2. We got the final piece of employment data this week before Friday's big jobs report, with the weekly report on initial jobless claims showing that claims fell back below 300,000 last week. Claims totaled 295,000 last week, down from 313,000 last week, though the four-week moving average of claims rose slightly, to 299,000, up about 5,000 from last week.
3. Friday's main event is the jobs report, which Wall Street expects will show the economy added 200,000 jobs for the tenth-straight month, extending its streak which is already the longest since 1993-1995. The unemployment rate is expected to remain at 5.8%, the lowest level since 2008 and wage growth is expected to remain tepid at 0.2% month-on-month and 2.1% year-on-year.
4. The recent decline in oil prices has been argued as a net positive for the US economy, as most of the economy is comprised of consumers, who are getting a big tax break from declining gas prices. At a media event on Thursday, Charles Schwab's Liz Ann Sonders offered three sentences putting the math behind why this is good for the US in perspective: "Consumer spending represents 68% of the US economy. Oil and gas capex represents about 1% of US GDP and less than 9% of US total capex (which in turn represents about 12% of US GDP). Therefore, the benefit of lower energy prices to the consumer and many businesses greatly outweighs the significant hit to energy companies and/or energy-oriented capex, especially in energy-oriented states."
5. Bill Gross released his latest investment outlook on Thursday, and asked whether or not our grandchildren will look back at the economic policies pursued following the financial crisis and ask, "how could they?" Gross, who is always an interesting read, concluded his outlook on a cautious note, writing that, "Investors may want to begin to take some chips off the table: raise asset quality, reduce duration, and prepare for a halt of asset appreciation engineered upon a false central bank premise of artificial yields, QE, and the trickling down of faux wealth to the working class."

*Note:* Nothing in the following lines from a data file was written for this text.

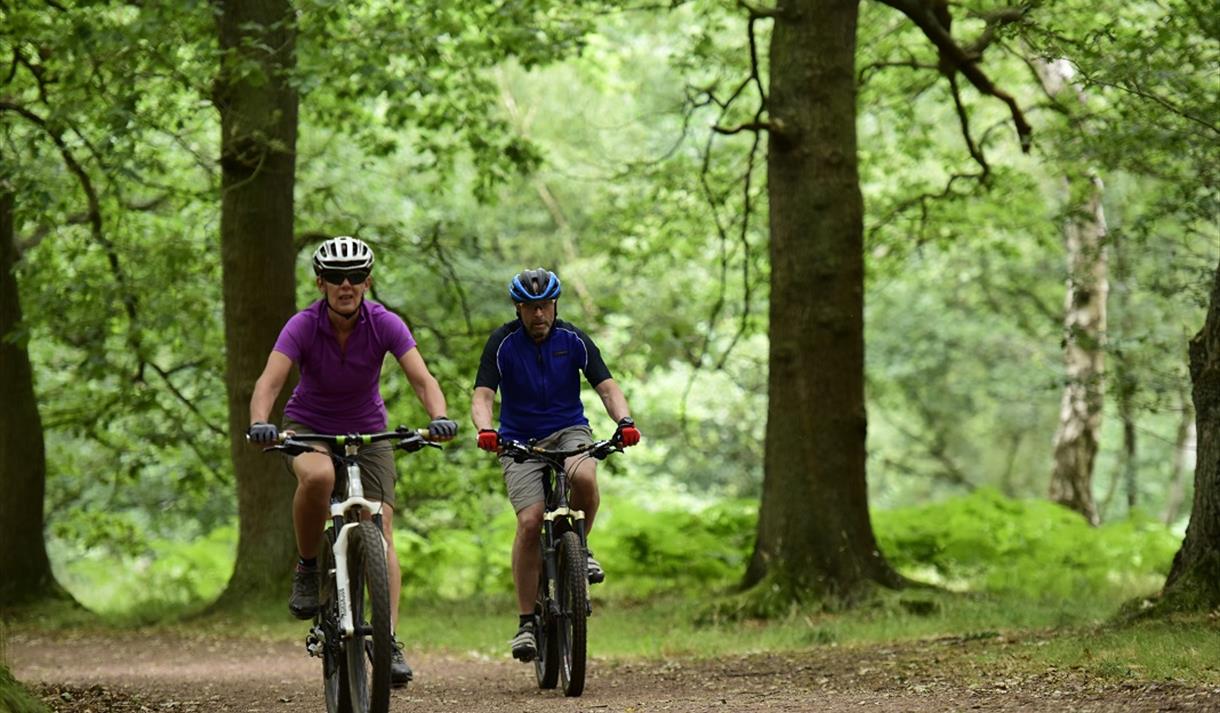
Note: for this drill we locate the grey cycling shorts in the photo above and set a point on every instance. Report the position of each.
(377, 470)
(523, 480)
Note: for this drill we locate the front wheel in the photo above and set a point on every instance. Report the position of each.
(547, 637)
(574, 597)
(365, 670)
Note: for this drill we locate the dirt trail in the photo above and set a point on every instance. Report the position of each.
(160, 673)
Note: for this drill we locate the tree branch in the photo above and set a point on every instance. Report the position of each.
(955, 59)
(759, 12)
(964, 120)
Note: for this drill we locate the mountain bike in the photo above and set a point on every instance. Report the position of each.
(563, 607)
(351, 629)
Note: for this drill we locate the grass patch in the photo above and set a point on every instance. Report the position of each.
(1181, 648)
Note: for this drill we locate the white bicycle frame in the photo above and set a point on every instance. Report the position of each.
(342, 581)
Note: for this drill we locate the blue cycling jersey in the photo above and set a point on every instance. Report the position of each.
(539, 383)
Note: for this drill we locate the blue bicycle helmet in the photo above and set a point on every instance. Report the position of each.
(533, 286)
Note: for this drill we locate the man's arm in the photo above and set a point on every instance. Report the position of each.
(423, 383)
(613, 399)
(481, 408)
(269, 386)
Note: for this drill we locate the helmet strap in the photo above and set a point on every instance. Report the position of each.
(345, 316)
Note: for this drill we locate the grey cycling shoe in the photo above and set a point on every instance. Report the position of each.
(399, 673)
(304, 601)
(525, 646)
(597, 575)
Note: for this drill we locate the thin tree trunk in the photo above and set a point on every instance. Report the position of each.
(258, 108)
(815, 537)
(1080, 414)
(1193, 581)
(25, 569)
(1182, 446)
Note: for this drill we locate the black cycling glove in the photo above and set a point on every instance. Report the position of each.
(262, 432)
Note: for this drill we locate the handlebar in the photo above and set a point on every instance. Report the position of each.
(409, 440)
(521, 452)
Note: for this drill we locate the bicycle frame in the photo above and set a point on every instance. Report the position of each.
(344, 518)
(556, 519)
(560, 622)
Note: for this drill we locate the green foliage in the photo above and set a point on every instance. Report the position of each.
(1032, 548)
(164, 578)
(1180, 648)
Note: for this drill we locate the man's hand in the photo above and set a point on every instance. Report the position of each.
(442, 429)
(488, 440)
(627, 434)
(262, 432)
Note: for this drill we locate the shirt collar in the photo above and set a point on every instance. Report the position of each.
(323, 314)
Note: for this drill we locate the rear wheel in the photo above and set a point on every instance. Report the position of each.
(574, 596)
(547, 659)
(365, 670)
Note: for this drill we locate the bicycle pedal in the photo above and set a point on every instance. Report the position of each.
(315, 642)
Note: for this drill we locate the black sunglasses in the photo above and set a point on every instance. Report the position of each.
(338, 276)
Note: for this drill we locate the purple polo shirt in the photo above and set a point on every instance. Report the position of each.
(339, 390)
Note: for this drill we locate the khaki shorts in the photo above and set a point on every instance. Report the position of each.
(523, 480)
(377, 471)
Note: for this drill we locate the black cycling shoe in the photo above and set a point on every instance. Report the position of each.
(304, 601)
(597, 575)
(525, 646)
(399, 673)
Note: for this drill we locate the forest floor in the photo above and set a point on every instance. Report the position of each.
(95, 673)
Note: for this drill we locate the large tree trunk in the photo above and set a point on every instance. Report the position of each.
(1193, 581)
(25, 570)
(258, 156)
(815, 539)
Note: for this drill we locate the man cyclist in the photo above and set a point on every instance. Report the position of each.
(338, 343)
(536, 361)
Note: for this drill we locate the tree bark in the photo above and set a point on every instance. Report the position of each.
(815, 537)
(1080, 415)
(1184, 447)
(25, 569)
(1193, 581)
(259, 112)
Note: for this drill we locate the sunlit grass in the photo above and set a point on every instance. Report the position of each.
(1185, 648)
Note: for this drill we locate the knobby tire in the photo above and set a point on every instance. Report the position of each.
(574, 596)
(547, 659)
(367, 690)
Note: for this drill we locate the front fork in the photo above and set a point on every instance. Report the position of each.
(342, 579)
(550, 535)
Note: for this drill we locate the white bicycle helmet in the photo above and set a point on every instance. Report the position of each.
(343, 253)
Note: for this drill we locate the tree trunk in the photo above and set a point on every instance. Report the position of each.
(258, 108)
(1080, 415)
(1125, 386)
(1184, 449)
(815, 539)
(1193, 581)
(25, 570)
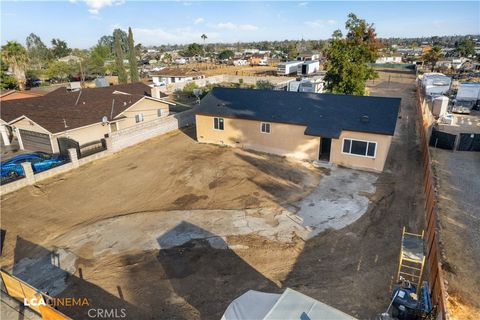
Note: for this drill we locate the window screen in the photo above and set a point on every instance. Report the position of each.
(265, 127)
(371, 149)
(346, 145)
(360, 148)
(139, 117)
(218, 123)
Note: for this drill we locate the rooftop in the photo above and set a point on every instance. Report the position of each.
(177, 72)
(324, 115)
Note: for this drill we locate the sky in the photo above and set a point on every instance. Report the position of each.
(82, 22)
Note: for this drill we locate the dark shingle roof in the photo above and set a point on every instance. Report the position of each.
(324, 115)
(50, 110)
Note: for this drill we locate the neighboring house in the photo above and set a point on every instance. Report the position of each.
(5, 131)
(309, 55)
(175, 75)
(258, 59)
(395, 58)
(70, 58)
(351, 131)
(85, 116)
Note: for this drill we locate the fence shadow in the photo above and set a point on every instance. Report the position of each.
(196, 264)
(46, 270)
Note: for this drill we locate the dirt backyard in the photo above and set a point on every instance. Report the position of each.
(173, 229)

6. Sears announced on Thursday that it lost almost $300 million in the third quarter and that it plans to close hundreds more stores. And Business Insider's Ashley Lutz, citing retail analyst Robin Lewis, reports that now, it appears that the company's collapse is "inevitable."
7. DoubleLine's Jeffrey Gundlach called for the dollar to break out from a multi-year decline back in the summer. The dollar has staged a huge rally over the last several months and has been one of the hottest trades in the world. Gundlach's call for the dollar going forward: it is headed higher.